Je me souvenais involontairement de cette plaisante histoire d’un novice, auquel ses amis firent tirer un lapin de carton, qui, assis sur son derrière dans un fourré, battait ironiquement du tambour ! Moi, je serais mort de honte, après une telle mystification !

Cependant, on errait un peu à l’aventure, au travers des éteules, en suivant les chiens, de manière à atteindre un rideau qui se profilait à trois ou quatre kilomètres, et dont la crête était bordée de petits arbres.
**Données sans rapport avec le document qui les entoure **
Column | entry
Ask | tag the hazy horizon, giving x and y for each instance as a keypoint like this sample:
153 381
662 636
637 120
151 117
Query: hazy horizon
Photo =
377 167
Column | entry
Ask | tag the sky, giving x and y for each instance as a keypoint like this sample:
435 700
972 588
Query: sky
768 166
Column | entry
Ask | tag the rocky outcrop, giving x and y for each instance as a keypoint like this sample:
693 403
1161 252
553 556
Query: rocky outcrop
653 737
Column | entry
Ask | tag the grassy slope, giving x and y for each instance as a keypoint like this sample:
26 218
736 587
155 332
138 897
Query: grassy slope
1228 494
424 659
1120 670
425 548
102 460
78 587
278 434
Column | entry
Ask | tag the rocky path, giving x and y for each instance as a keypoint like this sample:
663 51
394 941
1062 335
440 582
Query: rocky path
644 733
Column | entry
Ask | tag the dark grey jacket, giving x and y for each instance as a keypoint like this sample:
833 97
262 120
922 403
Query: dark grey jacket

Quoi que je fisse, tous ces marcheurs, habitués au sol difficile des marécages et des terres labourées, allaient encore plus vite que moi, si bien que je ne tardai pas à être distancé. Brétignot lui-même, qui avait d’abord ralenti son pas pour ne point m’abandonner à mon triste sort, s’était remis en vitesse, voulant avoir sa part des premiers coups de fusil. Je ne t’en veux pas, ami Brétignot ! Ton instinct, plus fort que ton amitié, t’entraînait irrésistiblement !… Et bientôt, de mes compagnons, je ne vis plus que les têtes, comme autant d’as de pique, qui se détachaient au-dessus des buissons.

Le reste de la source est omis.